Abnormal Levels of Pepsinogen I and Gastrin 17 in a case of Ménétrier Disease

Pellegrino Crafa 1,, Marilisa Franceschi 2, Lorella Franzoni 1, Francesco Di Mario 1
PMCID: PMC8343745  PMID: 34212902

Abstract

Background and aim:

We describe a case of Ménétrier disease, occurred in female patient.

Methods:

We decide to assess by non-invasive way (serum pepsinogens and gastrin 17) the secretory status of gastric mucosa, to confirm previous data of the literature, claiming high levels of both acid secretion and hypergastrinemia in this rare pathological condition.

Results and Conclusion:

We find in the subject the highest values of pepsinogen 1 – a marker of acid secretion – never described in the literature to our knowledge: 1940 mcg/L, being normal values ranging from 30-160 mcg/L. Similarly, gastrin 17, produced 90% in the antrum and responsible for negative acid feedback, was very high: 139 pg/L, ranging normal values between 1-10 pg/L. (www.actabiomedica.it)

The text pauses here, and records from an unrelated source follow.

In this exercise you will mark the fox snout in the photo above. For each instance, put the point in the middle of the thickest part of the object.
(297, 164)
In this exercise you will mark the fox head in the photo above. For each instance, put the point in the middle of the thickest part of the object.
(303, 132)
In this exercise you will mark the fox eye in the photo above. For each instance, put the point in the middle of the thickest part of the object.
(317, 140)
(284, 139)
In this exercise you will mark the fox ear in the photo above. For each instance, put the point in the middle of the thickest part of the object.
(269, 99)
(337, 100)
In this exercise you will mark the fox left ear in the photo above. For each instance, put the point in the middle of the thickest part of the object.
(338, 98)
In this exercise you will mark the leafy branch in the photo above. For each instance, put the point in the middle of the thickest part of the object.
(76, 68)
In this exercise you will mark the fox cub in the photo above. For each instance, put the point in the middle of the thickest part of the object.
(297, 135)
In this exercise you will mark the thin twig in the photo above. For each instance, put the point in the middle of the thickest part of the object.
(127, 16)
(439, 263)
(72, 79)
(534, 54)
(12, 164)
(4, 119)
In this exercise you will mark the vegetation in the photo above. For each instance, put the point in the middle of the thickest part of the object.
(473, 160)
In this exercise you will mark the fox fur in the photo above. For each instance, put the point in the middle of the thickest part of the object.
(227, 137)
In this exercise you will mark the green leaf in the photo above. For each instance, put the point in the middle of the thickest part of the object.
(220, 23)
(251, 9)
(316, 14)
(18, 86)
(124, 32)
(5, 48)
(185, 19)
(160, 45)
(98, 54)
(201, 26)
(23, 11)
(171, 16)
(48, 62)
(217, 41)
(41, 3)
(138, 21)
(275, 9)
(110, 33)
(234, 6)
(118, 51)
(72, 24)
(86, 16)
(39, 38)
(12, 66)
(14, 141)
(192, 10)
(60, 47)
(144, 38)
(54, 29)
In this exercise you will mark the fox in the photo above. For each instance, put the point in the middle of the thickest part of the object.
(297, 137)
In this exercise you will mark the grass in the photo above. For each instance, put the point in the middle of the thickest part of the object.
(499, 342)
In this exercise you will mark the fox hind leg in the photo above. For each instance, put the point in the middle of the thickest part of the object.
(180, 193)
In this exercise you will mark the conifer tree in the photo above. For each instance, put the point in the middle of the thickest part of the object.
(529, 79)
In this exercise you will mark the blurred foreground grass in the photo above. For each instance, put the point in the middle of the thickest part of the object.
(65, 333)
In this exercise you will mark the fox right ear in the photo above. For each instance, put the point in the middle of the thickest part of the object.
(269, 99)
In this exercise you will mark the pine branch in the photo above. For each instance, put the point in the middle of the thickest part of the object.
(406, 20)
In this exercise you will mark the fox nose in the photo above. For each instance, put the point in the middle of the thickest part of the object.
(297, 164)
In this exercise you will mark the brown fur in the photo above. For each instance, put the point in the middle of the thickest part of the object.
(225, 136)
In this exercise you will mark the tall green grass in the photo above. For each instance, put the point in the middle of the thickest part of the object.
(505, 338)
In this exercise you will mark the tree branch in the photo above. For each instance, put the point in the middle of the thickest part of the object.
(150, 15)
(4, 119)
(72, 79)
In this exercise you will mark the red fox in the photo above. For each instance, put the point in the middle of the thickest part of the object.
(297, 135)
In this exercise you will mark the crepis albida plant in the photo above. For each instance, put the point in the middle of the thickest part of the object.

Keywords: Ménétrier Disease, pepsinogen I, Gastrin 17


Hypertrophic protein-losing gastropathy represents a rare clinical entity of unknown etiology (1). In a survey of 40 patients collected in Netherlands in 1992 (2), mean age was 44.3 years and more frequent symptoms were epigastric pain, asthenia, anorexia, weight loss, edema and vomiting. Hypoalbuminemia was found in 81% of patient and an enteric protein loss in 85%. Until now, less than 1,000 cases are reported with a prevalence of male sex (1). A percentage of 8.9% of patient developed gastric cancer after 10 years of follow-up (3).

The pathophysiology of Ménétrier disease is not completely understood, but it’s claimed that and increased production of TGF-alpha leads to the proliferation of epithelial cells, in turn producing abundant mucous (4). Under the effect of TGF-alpha there is decreased acid production and elevated levels of serum gastrin (5, 6).

The overexpression of TGF-alpha is able to induce the typical histological feature of Ménétrier disease as proved in an experimental model in mice (7). We reported a case of a female aged 42 years who develop a protein loss and typical feature of Ménétrier gastropathy characterized of foveolar hyperplasia, of mucous cells, reduction of parietal cells, gland dilatation and edema (fig. 1) by immunohistochemical stain Ki-67 shows an increase of proliferating cells (fig. 2).

Fig. 1:

Fig. 1:

Hematoxylin-eosin, 20x. Hyperplastic gastric plica with hyperplasia of mucous cells delineating tortuous and cistically dilated foveolar glands in the gastric body. Loss of parietal cells and edema of the lamina propria.

Fig. 2:

Fig. 2:

Immunoistochemical staining for Ki-67, 4x: Increased proliferative activity in the adenoma portion, with minimal activity in the adjacent foveolar epithelium.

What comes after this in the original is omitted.